ACEsTooHigh, News Feature, Jane Ellen Stevens
Photo (above): Andre Griggs, after school program director, Le Grand High School
EDITOR’S NOTE: Following is an excerpt of the first of a series of articles about how schools in California are moving from a punitive to a supportive, compassionate approach to school discipline. The full article can be read at ACEsTooHigh. The series is funded by The California Endowment.
If fixing school discipline were a political campaign, the slogan would be, “It’s the Adults, Stupid!”

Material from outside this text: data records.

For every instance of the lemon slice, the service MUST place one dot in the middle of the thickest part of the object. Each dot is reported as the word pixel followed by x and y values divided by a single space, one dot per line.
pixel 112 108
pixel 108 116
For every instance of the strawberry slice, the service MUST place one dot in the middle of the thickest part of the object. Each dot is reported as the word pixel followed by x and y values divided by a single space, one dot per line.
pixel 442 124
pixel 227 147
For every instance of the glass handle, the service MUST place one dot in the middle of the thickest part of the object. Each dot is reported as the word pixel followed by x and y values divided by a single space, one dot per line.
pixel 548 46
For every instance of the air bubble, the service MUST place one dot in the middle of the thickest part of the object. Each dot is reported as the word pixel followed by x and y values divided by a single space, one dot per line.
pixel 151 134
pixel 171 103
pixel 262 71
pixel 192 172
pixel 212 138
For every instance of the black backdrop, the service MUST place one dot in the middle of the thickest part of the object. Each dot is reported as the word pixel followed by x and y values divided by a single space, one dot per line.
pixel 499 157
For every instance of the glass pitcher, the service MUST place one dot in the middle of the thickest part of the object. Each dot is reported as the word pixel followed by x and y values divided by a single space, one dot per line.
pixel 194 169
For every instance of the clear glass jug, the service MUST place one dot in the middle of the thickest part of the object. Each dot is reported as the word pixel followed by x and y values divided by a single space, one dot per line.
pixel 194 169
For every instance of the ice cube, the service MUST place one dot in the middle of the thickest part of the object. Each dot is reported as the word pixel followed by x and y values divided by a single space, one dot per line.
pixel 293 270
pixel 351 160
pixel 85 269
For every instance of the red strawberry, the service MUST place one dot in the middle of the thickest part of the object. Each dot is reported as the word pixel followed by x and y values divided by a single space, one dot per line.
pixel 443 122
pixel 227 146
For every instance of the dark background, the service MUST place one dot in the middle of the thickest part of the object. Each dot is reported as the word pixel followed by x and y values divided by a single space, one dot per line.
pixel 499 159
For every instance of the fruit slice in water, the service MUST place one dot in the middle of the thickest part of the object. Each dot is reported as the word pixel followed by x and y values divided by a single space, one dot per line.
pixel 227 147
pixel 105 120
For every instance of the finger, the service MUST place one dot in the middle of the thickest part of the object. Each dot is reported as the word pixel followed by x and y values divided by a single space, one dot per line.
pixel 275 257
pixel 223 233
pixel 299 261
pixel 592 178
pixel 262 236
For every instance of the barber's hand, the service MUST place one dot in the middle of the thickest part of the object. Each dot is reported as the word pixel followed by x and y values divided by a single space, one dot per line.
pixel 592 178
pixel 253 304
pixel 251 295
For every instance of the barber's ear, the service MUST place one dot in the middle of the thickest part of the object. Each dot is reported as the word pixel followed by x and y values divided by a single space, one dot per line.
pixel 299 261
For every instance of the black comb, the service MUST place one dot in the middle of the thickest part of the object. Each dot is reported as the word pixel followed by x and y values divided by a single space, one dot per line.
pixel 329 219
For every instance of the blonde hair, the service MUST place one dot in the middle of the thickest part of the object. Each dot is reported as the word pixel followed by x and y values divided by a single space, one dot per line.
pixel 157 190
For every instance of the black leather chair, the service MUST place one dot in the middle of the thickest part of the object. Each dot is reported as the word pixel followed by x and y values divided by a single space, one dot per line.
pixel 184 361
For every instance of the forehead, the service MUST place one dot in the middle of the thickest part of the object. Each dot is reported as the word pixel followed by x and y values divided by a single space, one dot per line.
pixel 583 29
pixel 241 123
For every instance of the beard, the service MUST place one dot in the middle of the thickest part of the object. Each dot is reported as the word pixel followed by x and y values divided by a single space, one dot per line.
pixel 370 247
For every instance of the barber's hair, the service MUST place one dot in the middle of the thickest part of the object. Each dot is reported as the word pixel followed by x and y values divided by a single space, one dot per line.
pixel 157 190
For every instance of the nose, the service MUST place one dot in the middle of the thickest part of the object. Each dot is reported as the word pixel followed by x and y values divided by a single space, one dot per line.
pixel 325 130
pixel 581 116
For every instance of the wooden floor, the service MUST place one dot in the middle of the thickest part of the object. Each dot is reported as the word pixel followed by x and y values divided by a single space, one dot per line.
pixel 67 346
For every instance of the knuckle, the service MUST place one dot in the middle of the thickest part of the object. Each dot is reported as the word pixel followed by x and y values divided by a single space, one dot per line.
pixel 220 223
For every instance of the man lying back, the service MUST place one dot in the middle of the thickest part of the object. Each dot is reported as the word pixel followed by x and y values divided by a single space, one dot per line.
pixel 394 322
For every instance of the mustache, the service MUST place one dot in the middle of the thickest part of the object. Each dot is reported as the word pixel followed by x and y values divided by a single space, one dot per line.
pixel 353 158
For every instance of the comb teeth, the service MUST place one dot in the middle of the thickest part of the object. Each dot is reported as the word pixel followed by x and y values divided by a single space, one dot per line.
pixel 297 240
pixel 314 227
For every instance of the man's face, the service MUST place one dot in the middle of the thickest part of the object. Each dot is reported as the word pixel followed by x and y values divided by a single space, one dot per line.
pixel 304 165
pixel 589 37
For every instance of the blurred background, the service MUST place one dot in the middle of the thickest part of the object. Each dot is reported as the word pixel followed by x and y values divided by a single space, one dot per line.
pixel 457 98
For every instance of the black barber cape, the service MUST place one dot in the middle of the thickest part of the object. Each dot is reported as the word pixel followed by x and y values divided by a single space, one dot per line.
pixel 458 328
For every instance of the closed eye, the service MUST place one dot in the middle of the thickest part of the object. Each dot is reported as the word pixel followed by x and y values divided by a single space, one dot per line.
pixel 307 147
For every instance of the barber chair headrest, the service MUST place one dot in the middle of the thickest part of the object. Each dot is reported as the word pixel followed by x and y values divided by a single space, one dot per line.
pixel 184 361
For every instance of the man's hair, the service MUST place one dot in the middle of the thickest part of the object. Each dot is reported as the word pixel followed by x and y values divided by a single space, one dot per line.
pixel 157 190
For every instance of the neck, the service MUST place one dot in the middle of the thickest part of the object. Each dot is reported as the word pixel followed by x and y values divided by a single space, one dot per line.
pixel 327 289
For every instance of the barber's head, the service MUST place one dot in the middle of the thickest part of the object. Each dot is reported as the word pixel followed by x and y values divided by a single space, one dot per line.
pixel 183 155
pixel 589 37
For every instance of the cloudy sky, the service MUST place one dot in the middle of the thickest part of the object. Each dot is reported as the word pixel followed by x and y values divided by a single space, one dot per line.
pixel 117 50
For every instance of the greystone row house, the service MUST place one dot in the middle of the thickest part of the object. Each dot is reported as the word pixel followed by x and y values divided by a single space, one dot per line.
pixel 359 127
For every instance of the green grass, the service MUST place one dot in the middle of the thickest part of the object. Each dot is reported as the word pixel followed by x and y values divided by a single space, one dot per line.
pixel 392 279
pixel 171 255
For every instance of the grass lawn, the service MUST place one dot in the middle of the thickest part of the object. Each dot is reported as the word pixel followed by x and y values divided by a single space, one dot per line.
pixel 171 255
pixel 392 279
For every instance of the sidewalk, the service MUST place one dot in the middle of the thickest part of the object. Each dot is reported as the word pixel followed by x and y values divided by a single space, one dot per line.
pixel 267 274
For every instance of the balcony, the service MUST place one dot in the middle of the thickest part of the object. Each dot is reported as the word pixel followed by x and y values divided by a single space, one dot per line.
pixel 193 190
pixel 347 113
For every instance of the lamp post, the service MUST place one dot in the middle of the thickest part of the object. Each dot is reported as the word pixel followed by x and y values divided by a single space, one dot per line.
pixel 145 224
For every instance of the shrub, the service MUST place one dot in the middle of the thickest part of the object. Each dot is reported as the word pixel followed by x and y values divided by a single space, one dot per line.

A sea change is coursing slowly but resolutely through this nation’s K-12 education system. More than 23,000 schools out of 132,000 nationwide have or are discarding a highly punitive approach to school discipline in favor of supportive, compassionate, and solution-oriented methods. Those that take the slow-but-steady road can see a 20% to 40% drop in suspensions in their first year of transformation. A few — where the principal, all teachers and staff embrace an immediate overhaul — experience higher rates, as much as an 85% drop in suspensions and a 40% drop in expulsions. Bullying, truancy, and tardiness are waning. Graduation rates, test scores and grades are trending up.
The formula is simple, really: Instead of waiting for kids to behave badly and then punishing them, schools are creating environments in which kids can succeed. “We have to be much more thoughtful about how we teach our kids to behave, and how our staff behaves in those environments that we create,” says Mike Hanson, superintendent of Fresno (CA) Unified School District, which began a district-wide overhaul of all of its 92 schools in 2008.